From: Greg KH <gregkh@linuxfoundation.org>
To: "Guilherme G. Piccoli" <gpiccoli@igalia.com>
Cc: stable@vger.kernel.org, sashal@kernel.org, x86@kernel.org,
kernel@gpiccoli.net, kernel-dev@igalia.com
Subject: Re: [PATCH 5.10.y] x86/mm: Remove broken vsyscall emulation code from the page fault code
Date: Wed, 12 Jun 2024 15:57:01 +0200 [thread overview]
Message-ID: <2024061249-sadly-tripping-c315@gregkh> (raw)

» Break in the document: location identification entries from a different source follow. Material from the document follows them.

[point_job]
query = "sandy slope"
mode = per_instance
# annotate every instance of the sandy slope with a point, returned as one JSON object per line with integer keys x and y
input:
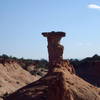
{"x": 13, "y": 77}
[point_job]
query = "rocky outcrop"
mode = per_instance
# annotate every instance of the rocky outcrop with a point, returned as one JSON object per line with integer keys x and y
{"x": 60, "y": 83}
{"x": 89, "y": 71}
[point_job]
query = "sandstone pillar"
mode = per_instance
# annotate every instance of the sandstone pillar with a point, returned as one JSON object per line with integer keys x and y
{"x": 55, "y": 49}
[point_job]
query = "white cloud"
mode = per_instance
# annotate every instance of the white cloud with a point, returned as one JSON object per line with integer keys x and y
{"x": 94, "y": 6}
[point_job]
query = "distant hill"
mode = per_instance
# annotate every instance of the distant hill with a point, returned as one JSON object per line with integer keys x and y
{"x": 88, "y": 69}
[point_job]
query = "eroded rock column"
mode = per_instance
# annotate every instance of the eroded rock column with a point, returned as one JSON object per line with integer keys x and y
{"x": 55, "y": 49}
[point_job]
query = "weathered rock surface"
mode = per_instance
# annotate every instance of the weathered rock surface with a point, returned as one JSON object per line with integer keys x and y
{"x": 13, "y": 77}
{"x": 59, "y": 84}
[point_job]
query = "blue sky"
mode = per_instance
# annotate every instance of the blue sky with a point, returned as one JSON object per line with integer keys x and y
{"x": 23, "y": 21}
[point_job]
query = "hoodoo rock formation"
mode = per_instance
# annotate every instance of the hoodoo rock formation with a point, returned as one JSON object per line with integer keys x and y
{"x": 60, "y": 83}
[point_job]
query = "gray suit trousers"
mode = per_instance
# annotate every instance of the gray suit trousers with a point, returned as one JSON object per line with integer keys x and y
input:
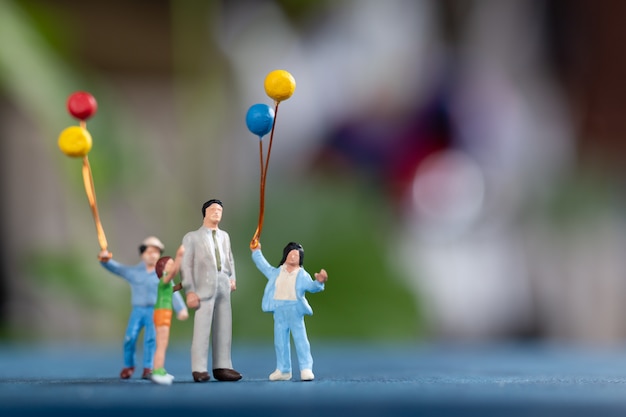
{"x": 213, "y": 318}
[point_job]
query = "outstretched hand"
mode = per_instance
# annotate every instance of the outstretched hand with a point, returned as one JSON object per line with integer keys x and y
{"x": 321, "y": 276}
{"x": 105, "y": 256}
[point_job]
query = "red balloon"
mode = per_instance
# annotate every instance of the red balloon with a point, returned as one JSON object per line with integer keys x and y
{"x": 82, "y": 105}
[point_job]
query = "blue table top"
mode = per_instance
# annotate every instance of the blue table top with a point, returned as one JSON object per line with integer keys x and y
{"x": 351, "y": 379}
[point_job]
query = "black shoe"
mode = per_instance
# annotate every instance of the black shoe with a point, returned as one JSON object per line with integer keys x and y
{"x": 200, "y": 376}
{"x": 226, "y": 375}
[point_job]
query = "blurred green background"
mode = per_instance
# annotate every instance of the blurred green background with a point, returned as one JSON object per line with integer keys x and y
{"x": 454, "y": 165}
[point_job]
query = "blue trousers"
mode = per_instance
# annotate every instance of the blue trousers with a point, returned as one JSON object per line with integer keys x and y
{"x": 288, "y": 320}
{"x": 140, "y": 317}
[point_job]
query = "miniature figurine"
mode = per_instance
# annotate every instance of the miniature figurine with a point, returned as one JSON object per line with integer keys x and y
{"x": 208, "y": 277}
{"x": 284, "y": 296}
{"x": 143, "y": 284}
{"x": 166, "y": 269}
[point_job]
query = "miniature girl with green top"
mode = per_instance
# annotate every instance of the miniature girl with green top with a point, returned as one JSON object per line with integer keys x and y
{"x": 166, "y": 269}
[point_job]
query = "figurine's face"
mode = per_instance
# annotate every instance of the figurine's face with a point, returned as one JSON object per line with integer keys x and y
{"x": 151, "y": 255}
{"x": 168, "y": 266}
{"x": 293, "y": 258}
{"x": 213, "y": 213}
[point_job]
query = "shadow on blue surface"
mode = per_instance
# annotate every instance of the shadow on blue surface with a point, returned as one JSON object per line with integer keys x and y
{"x": 350, "y": 380}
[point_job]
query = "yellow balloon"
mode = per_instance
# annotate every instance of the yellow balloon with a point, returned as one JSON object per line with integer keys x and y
{"x": 75, "y": 141}
{"x": 279, "y": 85}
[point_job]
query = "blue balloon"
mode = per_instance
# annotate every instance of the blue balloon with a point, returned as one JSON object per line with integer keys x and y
{"x": 259, "y": 119}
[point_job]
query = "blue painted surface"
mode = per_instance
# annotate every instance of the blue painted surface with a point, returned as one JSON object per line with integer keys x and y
{"x": 351, "y": 380}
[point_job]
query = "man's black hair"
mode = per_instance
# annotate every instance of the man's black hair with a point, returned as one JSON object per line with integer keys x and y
{"x": 291, "y": 246}
{"x": 142, "y": 249}
{"x": 208, "y": 203}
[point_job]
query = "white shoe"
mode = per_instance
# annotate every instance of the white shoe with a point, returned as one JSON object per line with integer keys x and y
{"x": 307, "y": 375}
{"x": 162, "y": 379}
{"x": 277, "y": 375}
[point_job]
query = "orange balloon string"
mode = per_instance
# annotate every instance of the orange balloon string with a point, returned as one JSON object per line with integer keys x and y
{"x": 257, "y": 234}
{"x": 91, "y": 196}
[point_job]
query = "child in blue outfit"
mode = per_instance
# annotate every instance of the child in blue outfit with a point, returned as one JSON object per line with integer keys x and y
{"x": 284, "y": 296}
{"x": 143, "y": 285}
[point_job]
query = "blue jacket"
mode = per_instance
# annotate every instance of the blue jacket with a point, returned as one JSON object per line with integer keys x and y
{"x": 143, "y": 284}
{"x": 304, "y": 283}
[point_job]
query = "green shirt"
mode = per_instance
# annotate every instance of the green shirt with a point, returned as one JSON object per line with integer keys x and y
{"x": 164, "y": 295}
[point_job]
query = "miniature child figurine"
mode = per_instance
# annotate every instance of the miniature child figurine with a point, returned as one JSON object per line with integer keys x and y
{"x": 143, "y": 284}
{"x": 166, "y": 269}
{"x": 284, "y": 296}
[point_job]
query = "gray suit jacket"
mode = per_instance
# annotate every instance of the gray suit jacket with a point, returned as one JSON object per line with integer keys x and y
{"x": 199, "y": 268}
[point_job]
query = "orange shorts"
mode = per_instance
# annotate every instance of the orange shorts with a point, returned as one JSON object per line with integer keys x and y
{"x": 163, "y": 317}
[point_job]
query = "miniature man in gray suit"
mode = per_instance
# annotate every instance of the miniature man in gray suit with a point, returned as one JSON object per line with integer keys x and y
{"x": 208, "y": 277}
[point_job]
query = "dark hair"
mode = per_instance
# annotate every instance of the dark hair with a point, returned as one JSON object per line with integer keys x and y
{"x": 142, "y": 249}
{"x": 291, "y": 246}
{"x": 160, "y": 265}
{"x": 208, "y": 203}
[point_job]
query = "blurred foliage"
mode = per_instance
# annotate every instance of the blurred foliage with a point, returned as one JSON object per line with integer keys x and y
{"x": 343, "y": 227}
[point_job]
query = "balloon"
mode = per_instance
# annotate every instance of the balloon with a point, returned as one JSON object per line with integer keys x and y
{"x": 259, "y": 119}
{"x": 279, "y": 85}
{"x": 75, "y": 141}
{"x": 82, "y": 105}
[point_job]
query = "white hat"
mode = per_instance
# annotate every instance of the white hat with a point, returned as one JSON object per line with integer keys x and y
{"x": 153, "y": 241}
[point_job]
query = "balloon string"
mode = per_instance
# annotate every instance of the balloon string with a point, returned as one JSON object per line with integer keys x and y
{"x": 257, "y": 234}
{"x": 91, "y": 196}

In-Reply-To: <20240602152525.78730-1-gpiccoli@igalia.com>
On Sun, Jun 02, 2024 at 12:24:34PM -0300, Guilherme G. Piccoli wrote:
> From: Linus Torvalds <torvalds@linux-foundation.org>
>
> commit 02b670c1f88e78f42a6c5aee155c7b26960ca054 upstream.
>
> The syzbot-reported stack trace from hell in this discussion thread
> actually has three nested page faults:
>
> https://lore.kernel.org/r/000000000000d5f4fc0616e816d4@google.com
>
> ... and I think that's actually the important thing here:
>
> - the first page fault is from user space, and triggers the vsyscall
> emulation.
>
> - the second page fault is from __do_sys_gettimeofday(), and that should
> just have caused the exception that then sets the return value to
> -EFAULT
>
> - the third nested page fault is due to _raw_spin_unlock_irqrestore() ->
> preempt_schedule() -> trace_sched_switch(), which then causes a BPF
> trace program to run, which does that bpf_probe_read_compat(), which
> causes that page fault under pagefault_disable().
>
> It's quite the nasty backtrace, and there's a lot going on.
>
> The problem is literally the vsyscall emulation, which sets
>
> current->thread.sig_on_uaccess_err = 1;
>
> and that causes the fixup_exception() code to send the signal *despite* the
> exception being caught.
>
> And I think that is in fact completely bogus. It's completely bogus
> exactly because it sends that signal even when it *shouldn't* be sent -
> like for the BPF user mode trace gathering.
>
> In other words, I think the whole "sig_on_uaccess_err" thing is entirely
> broken, because it makes any nested page-faults do all the wrong things.
>
> Now, arguably, I don't think anybody should enable vsyscall emulation any
> more, but this test case clearly does.
>
> I think we should just make the "send SIGSEGV" be something that the
> vsyscall emulation does on its own, not this broken per-thread state for
> something that isn't actually per thread.
>
> The x86 page fault code actually tried to deal with the "incorrect nesting"
> by having that:
>
> if (in_interrupt())
> return;
>
> which ignores the sig_on_uaccess_err case when it happens in interrupts,
> but as shown by this example, these nested page faults do not need to be
> about interrupts at all.
>
> IOW, I think the only right thing is to remove that horrendously broken
> code.
>
> The attached patch looks like the ObviouslyCorrect(tm) thing to do.
>
> NOTE! This broken code goes back to this commit in 2011:
>
> 4fc3490114bb ("x86-64: Set siginfo and context on vsyscall emulation faults")
>
> ... and back then the reason was to get all the siginfo details right.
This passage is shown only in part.